<J1:仙台3-2浦和>◇第29節◇20日◇ユアスタ

 優勝争いが2強の様相を呈してきた。2位仙台が浦和を撃破し、柏に敗れた首位広島と勝ち点54で並んだ。前半2分にFW赤嶺真吾(28)が今季10点目となる先制ヘッドを突き刺すと、後半にはFWウイルソン(27)も負けじと2ゴール。10年のJ1再昇格以降ではクラブ初となる2ケタ得点2トップが、まれに見るデッドヒートを制す鍵となる。

 仙台が逆転優勝を視界に捉えた。デーゲームで勝ち点3を積み上げて勝ち点54で並ぶと、ナイターで広島が敗戦。試合直後、手倉森監督が「残り6試合の中で、広島より先に試合をしてプレッシャーを与えられるのは今日しかない。あとは全部広島と同じ時間。何時間かでも首位に並んでいられるなら大きい」と話した通りの展開になった。

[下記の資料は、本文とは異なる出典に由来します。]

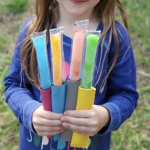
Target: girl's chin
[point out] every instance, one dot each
(77, 12)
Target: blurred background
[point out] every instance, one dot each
(134, 134)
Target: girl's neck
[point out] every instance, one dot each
(63, 18)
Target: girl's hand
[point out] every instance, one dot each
(87, 122)
(46, 123)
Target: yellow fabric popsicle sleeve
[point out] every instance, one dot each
(57, 59)
(85, 101)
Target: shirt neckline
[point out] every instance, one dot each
(68, 40)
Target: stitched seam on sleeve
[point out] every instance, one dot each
(118, 111)
(24, 109)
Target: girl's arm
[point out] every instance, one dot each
(122, 96)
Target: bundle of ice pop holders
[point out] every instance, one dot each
(59, 95)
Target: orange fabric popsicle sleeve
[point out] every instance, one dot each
(77, 49)
(57, 59)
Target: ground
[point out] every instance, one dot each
(134, 134)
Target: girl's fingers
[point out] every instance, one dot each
(76, 121)
(48, 129)
(45, 122)
(78, 113)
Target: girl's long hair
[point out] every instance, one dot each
(45, 19)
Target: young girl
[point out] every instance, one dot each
(114, 76)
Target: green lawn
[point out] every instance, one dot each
(134, 133)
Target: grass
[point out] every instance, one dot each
(3, 43)
(134, 133)
(16, 6)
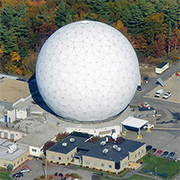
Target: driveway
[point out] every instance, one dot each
(37, 169)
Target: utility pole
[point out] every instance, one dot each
(45, 166)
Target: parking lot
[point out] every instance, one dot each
(172, 85)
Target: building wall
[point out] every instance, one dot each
(21, 114)
(103, 164)
(60, 157)
(12, 135)
(16, 162)
(11, 115)
(98, 131)
(140, 152)
(36, 151)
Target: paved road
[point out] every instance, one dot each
(37, 169)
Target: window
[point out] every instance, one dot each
(87, 162)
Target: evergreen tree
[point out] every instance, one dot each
(63, 15)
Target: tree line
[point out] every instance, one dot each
(152, 26)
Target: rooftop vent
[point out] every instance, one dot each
(115, 146)
(12, 148)
(105, 151)
(102, 143)
(118, 149)
(71, 139)
(64, 144)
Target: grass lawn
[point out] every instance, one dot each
(4, 175)
(106, 173)
(137, 177)
(162, 165)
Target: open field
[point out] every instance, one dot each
(160, 166)
(137, 177)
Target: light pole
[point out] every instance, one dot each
(155, 171)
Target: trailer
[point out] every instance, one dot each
(162, 67)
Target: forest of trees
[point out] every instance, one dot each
(152, 27)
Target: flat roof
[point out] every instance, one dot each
(67, 144)
(12, 90)
(134, 122)
(162, 64)
(125, 145)
(39, 131)
(96, 149)
(4, 144)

 ウイークポイントだった得点力を克服しつつある今季のチームなら、打ち合いにだって負けない。前半2分に赤嶺が頭でズドン。後半はウイルソンが決定力を見せつけた。2年連続で2ケタに乗せた赤嶺は「目標だったのでうれしい」と照れ笑いし、12ゴールでチームトップの助っ人は「チームメートがいろんな場面で助けてくれる」と感謝した。

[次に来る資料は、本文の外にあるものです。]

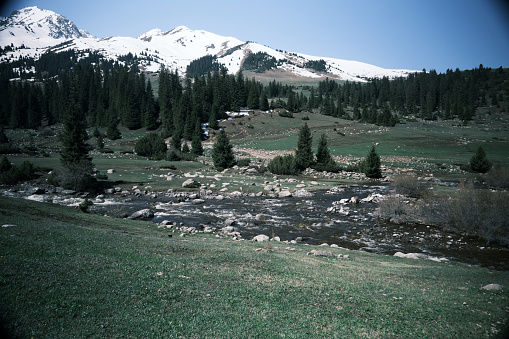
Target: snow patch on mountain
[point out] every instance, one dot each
(40, 30)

 39得点の昨季から、今季は52得点。10年のJ1再昇格以降ではクラブ初となった2ケタ得点2トップが引っ張る。まずは東京時代の08年には年間18ゴールを挙げた赤嶺の再生。10年8月に期限付きで獲得すると、手倉森監督は仙台にフィットする確信を持ったという。「前からの守備、飛び出し、スクリーン(体を張ったプレー)とFWに必要な全てを持っている。誰とでも2トップを組める」。シーズン途中の補強選手はチームになじむまで控えからやらせるのがこだわりだが、赤嶺だけはいきなりフルで使ったほどだった。

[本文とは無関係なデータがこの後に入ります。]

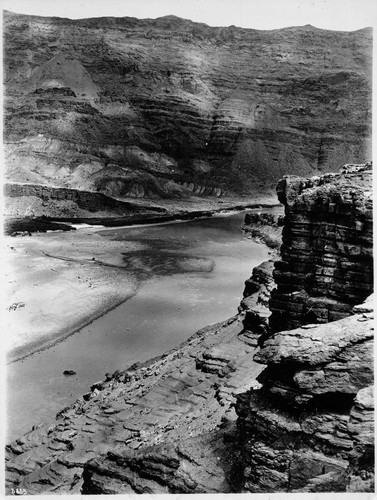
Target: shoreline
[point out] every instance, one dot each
(56, 335)
(46, 223)
(41, 345)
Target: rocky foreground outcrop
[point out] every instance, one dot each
(219, 414)
(311, 426)
(148, 108)
(326, 263)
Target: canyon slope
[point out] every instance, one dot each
(167, 107)
(225, 412)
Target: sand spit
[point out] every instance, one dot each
(56, 283)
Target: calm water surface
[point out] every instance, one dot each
(191, 275)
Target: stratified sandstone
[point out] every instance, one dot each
(310, 427)
(219, 415)
(167, 106)
(326, 264)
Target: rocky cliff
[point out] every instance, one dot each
(162, 107)
(310, 427)
(218, 414)
(326, 263)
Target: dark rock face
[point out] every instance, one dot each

 今季加入のウイルソンも、前線での献身的な守備が目に留まって獲得に動いた。丹治強化部長も「万能型だよね。20点とか取るタイプじゃないけど、ウチに合ってる」と評する。さらにチーム合流初日から居残りでランニングを行う勤勉さもあれば、海外5クラブを渡り歩いた男が日本で覚醒したのは必然だった。守備から入って、90分間走りきるチームコンセプトに合う選手の獲得を進めてきた象徴とも言える仙台の強力2トップ。得点王独走の佐藤を擁する広島にタッグで挑み、残り5戦で逆転を狙う。【亀山泰宏】

 ◆首位と2位が同勝ち点

 J1は残り5試合で、首位広島と2位仙台が勝ち点54で並んだ。1シーズン制となった05年以降、残り5試合以下で首位と2位が同じ勝ち点で並ぶのは、05年11月23日の第32節以来、7年ぶり2度目の珍しいケース。

 ◆05年のJ1リーグ戦

 最終節まで5チームが優勝の可能性を残す大混戦だった。最終的にG大阪が勝ち点60でJ1初制覇を果たしたが、勝ち点59で4チームが並び、得失点差で2位浦和、3位鹿島、4位千葉、5位C大阪となった。最終戦で勝てば優勝だったC大阪は、東京に試合終了間際に2-2に追いつかれて優勝を逃した。